FitBit kicks out pedometer patent at Fed Circuit
FitBit has scored a patent invalidation win at the US Court of Appeals for the Federal Circuit over patent assertion entity Blackbird Technologies.
In an opinion issued last Thursday, August 6, the Federal Circuit affirmed the Patent Trial and Appeal Board’s decision to invalidate a claim of a pedometer patent (US number 6,434,212).
The patent covers technology including a step counter, a wearable receiver, and a data processor designed to calculate metrics such as distance travelled and speed.
FitBit filed a petition at the PTAB for inter partes review (IPR) of claims 2, 5, and 6 of the ‘212 patent in 2017.
The sports devices manufacturer unsuccessfully argued that claims 2 and 5 of the patent were obvious in light of a US patent referred to as ‘Amano’ (number 6,241,684).

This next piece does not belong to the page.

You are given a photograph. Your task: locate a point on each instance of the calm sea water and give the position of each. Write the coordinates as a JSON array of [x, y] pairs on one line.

But the PTAB did invalidate claim 6 as obvious in light of Amano, in combination with another US patent known as ‘Kato’ (number 5,033,013).
Blackbird appealed this element of the decision to the Federal Circuit, arguing that Kato does not disclose a “data processor programmed to calculate a distance travelled by multiplying a number of steps counted by a stride length”.
According to Blackbird, the PTAB was obligated to explain why a person of ordinary skill in the art would have used a particular equation, cited in Kato, for calculating distance.
Blackbird claimed that the PTAB had “worked backward, with knowledge of the claimed invention, to modify the reference in such a way so as to arrive at the claimed invention”.
But the Federal Circuit disagreed, and backed the PTAB’s original conclusion that a person of ordinary skill in the art would have arrived at the claimed invention on the bases of the Amano/Kato combination.
It is another Federal Circuit defeat for Blackbird after the company was ordered to pay attorneys’ fees for its “ frivolous” litigation last December.
The Federal Circuit, on that occasion, held that Blackbird put forward “meritless” infringement claims in a lawsuit against Health In Motion and Leisure Fitness Equipment.
Blackbird was ordered to pay $363,243 to cover the defendants’ attorney fees and expenses.